# FF11's cool season Reno.



## Guest (May 10, 2018)

Well after putting down some El toro last year and then deciding to back cool season grass because of availability issues and lack of sunlight in the back I started over what I did 













It ended up being a complete pain in the tail but with enough beer and time I figured I could re do it. 
I didn't want to have to be taking care of a bunch of different grasses. When I noticed I had some moss coming through in some places of the zoysia I new I didn't have the sun required for el toro.


----------



## Guest (May 10, 2018)

Pictures are a bit out of order but the one with my daughter is how it looks in that spot now.


----------



## Guest (May 10, 2018)

Just wondering about leveling a cool season lawn. Can you use sand like on a warm season grass or do I need a heavier compost like dirt and reseed in the fall. I've got some low spots I need to bring up.


----------



## Guest (May 10, 2018)

Here is the lawn today. Seedlings still coming up as is the water bill 😱


----------



## g-man (Jun 15, 2017)

So, I'm not clear on what you are trying to do. There are two tones of green in your lawn. Is it on purpose?


----------



## Guest (May 11, 2018)

Well it's a bit hard to follow but I sodded zoysia last summer. I removed it for shade reasons and availability issues, and put down tttf fescue. It's a bit different shade of green than the grass at the back. Can't change that until I reseed in the fall. That's why there's two tones. The yellow stuff is weeds that have been sprayed with some q4. @g-man 
Goal for the backyard is to try to survive the summer and then level and reseed.


----------



## g-man (Jun 15, 2017)

Reseed with ? Grass in the back is bermuda or zoysia?


----------



## ericgautier (Apr 22, 2017)

If I am reading it right, part of the lawn is/was zoysia but now all TTTF. The lighter green parts are/was existing TTTF lawn that was not re-sodded.


----------



## Guest (May 11, 2018)

ericgautier said:


> If I am reading it right, part of the lawn is/was zoysia but now all TTTF. The lighter green parts are/was existing TTTF lawn that was not re-sodded.

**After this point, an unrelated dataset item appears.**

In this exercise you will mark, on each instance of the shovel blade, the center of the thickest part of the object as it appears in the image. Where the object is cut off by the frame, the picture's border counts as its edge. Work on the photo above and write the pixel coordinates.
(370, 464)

That is right. It's all tttf now. Sod farm is the darker green stuff. Perhaps it was fertilizer different or just different fescue seed idk. I'll overseed again in the fall.


----------



## social port (Jun 19, 2017)

My seeded fescue has gotten lighter as it has matured. It was as dark green as could be for several months in the beginning. The point being that the color difference may simply reflect a natural developmental pattern for the grass.FWIW.


----------



## Guest (May 11, 2018)

I was looking to level this yard. Can you use sand to leave fescue grass yards.?


----------